Besides boosting, Nuzzo says that we need to increase testing. “Even with the bivalent booster, I suspect people will still get infected,” she said. “But if they’re not feeling well, they need to get tested. That way they can start Paxlovid early, which can keep them out of the hospital. But that needs to be done early on in illness––you can’t wait it out or wave off early cold symptoms. Right now, unfortunately, people coming to the hospital may be getting tested for the very first time.” 

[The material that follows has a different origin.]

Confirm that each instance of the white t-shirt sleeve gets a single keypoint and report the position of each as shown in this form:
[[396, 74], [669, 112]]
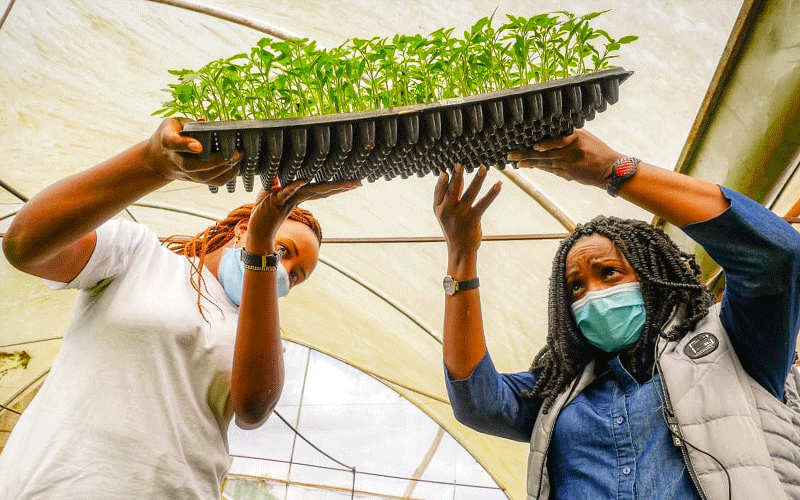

Since the start of 2022, testing has also increasingly been done at home. Nuzzo is concerned that not everyone can afford at-home tests. Further, it’s possible that when an older person is sick, they won’t want to or be able to “drive to CVS and then get tested… and even then, test-to-treat pharmacies,” which can immediately prescribe Paxlovid to those eligible, “aren’t available in every community.” Nuzzo insists that “everyone at risk needs a Paxlovid Plan.” Paxlovid use is lower in the highest age group than it is in younger groups. “We see an under-prescribing of Paxlovid that unfortunately may include people who are at highest risk of severe illness.” 

Some of that underprescribing, Nuzzo suggests, may be due to logistics, such as obtaining prescriptions. But Nuzzo has also heard from clinical colleagues that doctors are worried about Paxlovid rebound (where those treated with the antiviral have Covid symptoms that recur after they complete the course of the medication). “For less high risk patients,” she said “rebound is a real consideration. But for older or elderly adults, the risk of severe illness is the highest priority––and there’s a compelling case for using Paxlovid for avoiding severe illness.” Other doctors may be concerned about interactions between Paxlovid and other drugs that patients are taking. But Nuzzo said patients can oftentimes negotiate, or take a pause on their other medications, to accommodate Paxlovid in their regimen.

Nuzzo was pleased that the White House has recently announced it will be working with nursing homes, which are still “a place of concern. Twenty percent of deaths are still coming out of long-term care facilities. Those are high-risk patients with high-risk exposures.” On her to-do list, she said, is to take care of nursing homes and senior living establishments. 

“We have tools to keep older Americans out of the hospital––but we’re underutilizing them.”